54. Use the molecular definition of an essential element to discuss the roles played by
Mg2+ in the physiological process of a generic plant. Consider how the plant might
respond to changes in Mg2+ levels in the soil in terms of supplying Mg2+ to the body of
the plant.
Molecular definition: the element is required for the structure or biochemical activity of
an component that is essential for life. Mg2+ is essential for many enzymes involving
DNA or RNA synthesis, ATP use, phosphate transfer; constituent of chlorophyll. (In
contrast, the physiological definition is an element required for optimum growth,
development, and reproduction.) In a situation where Mg2+ concentration is low, a plant
might (a) induce carriers with greater affinity (if genes for such carriers are available); (b)
mobilize Mg2+ from the lower, mature leaves to support further growth of roots and
flowers.
55. Describe and explain the differences between the nutritional requirements of a plant
and an animal.
Plant requirements are all inorganic, including some oxidized ions that animals cannot
reduce, like NO3- and Fe3+. Energy is obtained from light (although in culture, plants
can obtain energy by respiring supplied carbohydrates, e.g. sucrose). Animals have some
essential organic nutrients (humans: amino acids, some fatty acids, vitamins).
56. Provide a reason for the inability of plant physiologists to identify micronutrients in
early nutritional studies. Boron has been recognized as an essential element only recently.
Explain why it was so difficult to make this determination.
Some elements are needed only in very low concentrations; some, like B, were
contaminants in "purified" sources of other essential elements.
57. Why is it difficult to supply iron in nutrient solutions? What is the best way to
overcome this difficulty? What characteristic of soil would make iron less available?
What method(s) might a plant use to extract iron from soils.
Iron precipitates as oxides and phosphates (text p. 128). In nutrient solutions, it is added
with a chelator (e.g., EDTA). It is more soluble in acid soils than basic soils. Plants may
acidify soils, possibly secreting chelators (e.g., citric acid).
58. Discuss the principle of an essential mineral nutrient with respect to the cations Ca2+
and Fe3+, and the anion NO3-.
Ca2+ is essential for cell wall and membrane structures and for the activity of some
enzymes, and it serves as a signal compound; a lack results in necrosis of growing
regions. Fe3+ must be reduced to Fe2+, which is essential for chlorophyll synthesis and
for some cofactors (cytochromes) in mitochondrial respiratory metabolism; a lack results
in chlorotic young leaves. NO3- is a source of N, essential for the synthesis of any amino
acid and nucleotide, but it must be reduced to NH4+ before it can be incorporated into
glutamine and from there to other compounds; a lack results in chlorosis of older leaves,
stunting, and brittleness from excess carbohydrates.
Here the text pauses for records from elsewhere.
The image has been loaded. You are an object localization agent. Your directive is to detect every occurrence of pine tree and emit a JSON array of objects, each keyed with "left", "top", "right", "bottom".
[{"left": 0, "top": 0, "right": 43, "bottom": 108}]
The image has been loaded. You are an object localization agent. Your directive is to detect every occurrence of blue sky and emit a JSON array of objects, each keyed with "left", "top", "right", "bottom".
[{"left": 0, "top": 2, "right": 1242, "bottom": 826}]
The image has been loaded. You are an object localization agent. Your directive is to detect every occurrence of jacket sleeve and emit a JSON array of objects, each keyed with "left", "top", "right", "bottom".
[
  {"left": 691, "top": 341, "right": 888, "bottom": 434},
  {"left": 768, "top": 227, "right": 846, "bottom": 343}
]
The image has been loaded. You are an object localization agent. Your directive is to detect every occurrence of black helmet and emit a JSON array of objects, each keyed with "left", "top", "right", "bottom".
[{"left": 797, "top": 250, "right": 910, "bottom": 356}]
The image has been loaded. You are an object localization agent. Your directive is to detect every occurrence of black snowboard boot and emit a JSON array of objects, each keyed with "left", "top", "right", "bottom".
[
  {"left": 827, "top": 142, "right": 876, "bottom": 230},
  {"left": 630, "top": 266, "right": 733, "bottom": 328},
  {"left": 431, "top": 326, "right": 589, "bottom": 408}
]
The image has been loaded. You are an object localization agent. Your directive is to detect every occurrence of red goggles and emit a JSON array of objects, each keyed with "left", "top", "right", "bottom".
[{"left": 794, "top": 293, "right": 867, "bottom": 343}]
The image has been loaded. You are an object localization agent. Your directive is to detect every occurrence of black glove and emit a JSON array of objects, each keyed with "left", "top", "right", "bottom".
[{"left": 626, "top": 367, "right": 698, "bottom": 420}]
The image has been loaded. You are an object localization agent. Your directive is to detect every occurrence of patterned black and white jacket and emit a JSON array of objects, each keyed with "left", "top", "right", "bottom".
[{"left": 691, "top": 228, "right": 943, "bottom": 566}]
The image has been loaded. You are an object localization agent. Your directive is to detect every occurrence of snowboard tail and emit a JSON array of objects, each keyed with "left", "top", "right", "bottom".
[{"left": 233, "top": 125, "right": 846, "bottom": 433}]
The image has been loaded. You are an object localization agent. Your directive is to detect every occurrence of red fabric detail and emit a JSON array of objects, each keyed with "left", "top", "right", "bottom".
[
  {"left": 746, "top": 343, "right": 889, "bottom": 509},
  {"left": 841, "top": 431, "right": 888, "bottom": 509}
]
59. Boron has been recognized as an essential element only recently. Explain why it was
so difficult to make this determination.
The concentration that is toxic is only 2-3-fold higher than the concentration below which
one gets deficiency symptoms. This means that it is difficult to find an optimum level.
That observation, coupled with the fact that B is a contaminant in some chemicals that are
needed to make a nutrient solution for hydroponic plant growth, made it difficult to show
that adding B had a promotive effect.
60. The fungus Helminthosporium maydis, cause of the corn blight, which destroyed
most of the corn crop in the United States in 1970, starved" the host plants by severely
restricting their rate of photosynthesis; this restriction was caused partly by inhibition of
potassium uptake. Explain the relationship between potassium uptake and photosynthesis.
K+ activates a number of enzymes of photosynthesis.